Despite a rising trend of CD19+ B-cells preceding relapse, we did not find B-cell repopulation to be a good predictor of relapse. Notably, 22% of early relapses happened before B-cell repopulation. Pemphigus relapse preceding B-cell repopulation has been rarely reported.18,19 These results suggests that B-cell repopulation (>1%) is not essential for relapse and that even smaller changes in B-cell levels may be clinically meaningful. In our study, 38% (n=14/44) patients experienced B-cell repopulation by 6 months. Though in contrast with the findings of Mignard et al., where the frequency of B-cells was still close to 0 in all patients at 6 months,4 our results are similar to other previous studies showing 23-44% patients with B-cell repopulation by this time point.5,10 The delayed B-cell repopulation in the study by Mignard et al. may be explained by their use of rituximab as a first-line treatment, as opposed to this and previous studies.4 The mean time to B-cell repopulation and mean time to relapse following repopulation in our study were 8.1 and 4.4 months, respectively, comparable to previous results (8.2-8.6 and 3.3-7.9 months, respectively).5,10

Limitations

Being a single-center study, our sample size was relatively small. Our study population included a mix of patients with pemphigus vulgaris and foliaceus, as well as treatment-naïve and relapsed patients. Further, patients were treated with oral steroid adjuvants variably. This heterogeneity may act as a potential confounder, but also mirrors real-world settings. The inclusion of patients already on treatment or with relapse may have led to falsely low baseline pre-rituximab biomarker levels.
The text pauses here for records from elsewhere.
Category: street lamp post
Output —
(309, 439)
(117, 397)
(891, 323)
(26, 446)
Though a few previous studies have evaluated immunological biomarkers as predictors of pemphigus relapse, the strengths of our study are its prospective design, a relatively long follow-up period, sequential assessment of multiple biomarkers, correlation of pemphigus relapse timings (<1 year vs. between 1–2 years vs. no relapse till 2 years) with evolution of immunological markers and estimation of predictive cut-offs.

Conclusion

Our study shows that the differing patterns of immunological biomarker evolution determine the timing of pemphigus relapse. Incomplete B-cell depletion and rise in anti-DSG3 levels emerged as better predictors of relapse than other biomarkers. The presence of at least 1 of the 2 factors (incomplete B-cell depletion at 3 months and/or anti-DSG3 ≥120 RU/mL at 6 months) can help in identifying patients at risk of early relapse, who may benefit from closer monitoring or a maintenance rituximab infusion at 6 months.